第56話
ある日の風呂。
「おにい、ち○こデッカい」
「ブフォッ!」
噴き出す和人だった。
「…………おい、誰に習ったんだその言葉。つーか、他の人のナニを見たことがあるのか」
「とりあえずち○こを褒めとけばモテるってALOの人が言ってた」
「もうそいつと関わるな。いいな?出会い頭に殺せ。お願いだから」
「分かった」
なんてやってると、ガチャッと風呂の扉が開いた。
「ゆーずーはーちゃん!一緒にお風呂入ろー!………って」
直葉が入って来た。数秒後、悲鳴とビンタの音が響いた。
*
「…………と、いうわけなんだ」
和人は明日奈と里香に相談していた。
「待ちなさい。あんた達一緒にお風呂入ってるの?」
「ああ。兄妹だし」
里香に聞かれてもケロっと答える和人。それにまず二人は呆れたようにため息をついた。
「まぁそこはいいよ。で、相談って?」
「で、そのせいなのかもわからんが兄目線で分かるくらいあいつは普通じゃない。
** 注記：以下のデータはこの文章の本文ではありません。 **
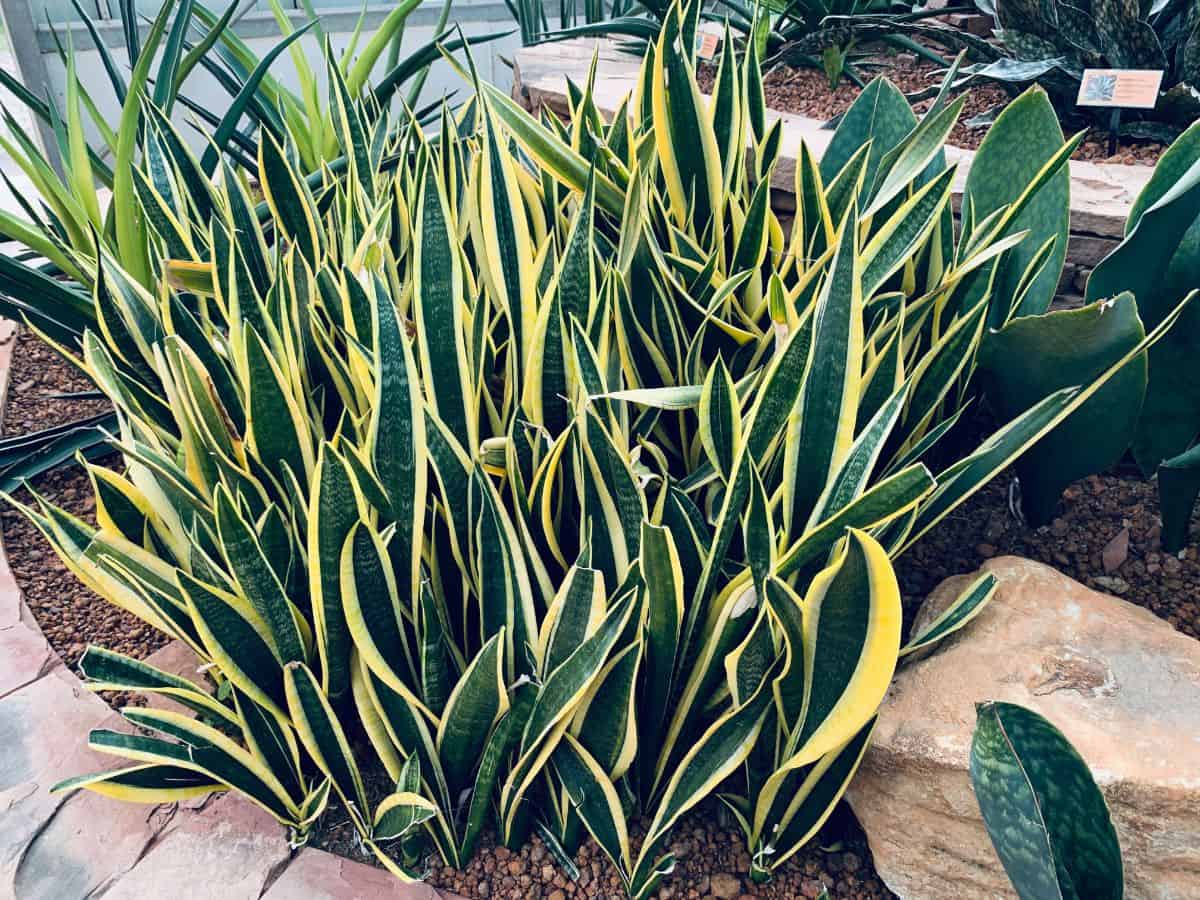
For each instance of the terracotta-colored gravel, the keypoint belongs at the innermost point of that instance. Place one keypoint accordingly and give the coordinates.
(1107, 535)
(807, 91)
(70, 615)
(711, 862)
まずこの歳で俺と風呂に入りたがる」
((あっ、おかしいとは思ってたんだ))
「あと寝てる時もいつの間にか俺と一緒に寝てるし、休み時間は必ず俺の教室にくる。高等部に。てかたま授業中でも来る。友達もいないっぽい」
和人の顔は真剣だった。
「だから、その……なんだ?兄離れさせてやって欲しいんだ」
「あー……うん。なるほどね」
「大体分かったわ」
で、二人は腕を組んだ。
「でもいいじゃん。懐いてもらえてるなら兄冥利に尽きるんじゃない?」
里香が言ったが、
「『ユズの処女あげる……』って言い出すほどの懐き具合なんだが……」
と、和人は一蹴する。
「いっそのこと突き放してみればいいじゃない」
「馬鹿野郎明日奈!そんな可哀想なこと俺が出来るか!」
「うん、なんか今のでユズちゃんがそうなる理由が大体わかった気がした」
明日奈がうへっとする。
「でも和人。実際、そうでもしないと無理だと思うわよ。それくらい柚葉はあんたに依存してるもん」
里香が言うと和人は腕を組んで考える。
「で、でも……やっぱそんな可哀想なことは……」
「兄貴だったら甘いこと言ってないの」
ぴしゃりと里香が黙らせた。
「そうだよ和人くん。男だったらそういう事はキッチリ言わないと。ね?」
「むぅ……。わ、分かったよ」
*
そんなわけで、夜。飯を食い終わり、風呂も入った後、柚葉はいつものように和人の部屋へ向かった。
「おにい、お邪魔します」
だが、今日は和人は起きて待っていた。
「…………おにい?」
「ユズ、今日からお前は一人で寝なさい」
「えっ?」
「あとお風呂もダメだし学校の間はこっちに来ちゃダメだ。いいな?」
和人がそう言うと、柚葉はしばらく固まった後、すごすごと直葉の部屋に戻った。
「……これで良かったのかな……」
良くなかった、と次の日から思い知ることになった。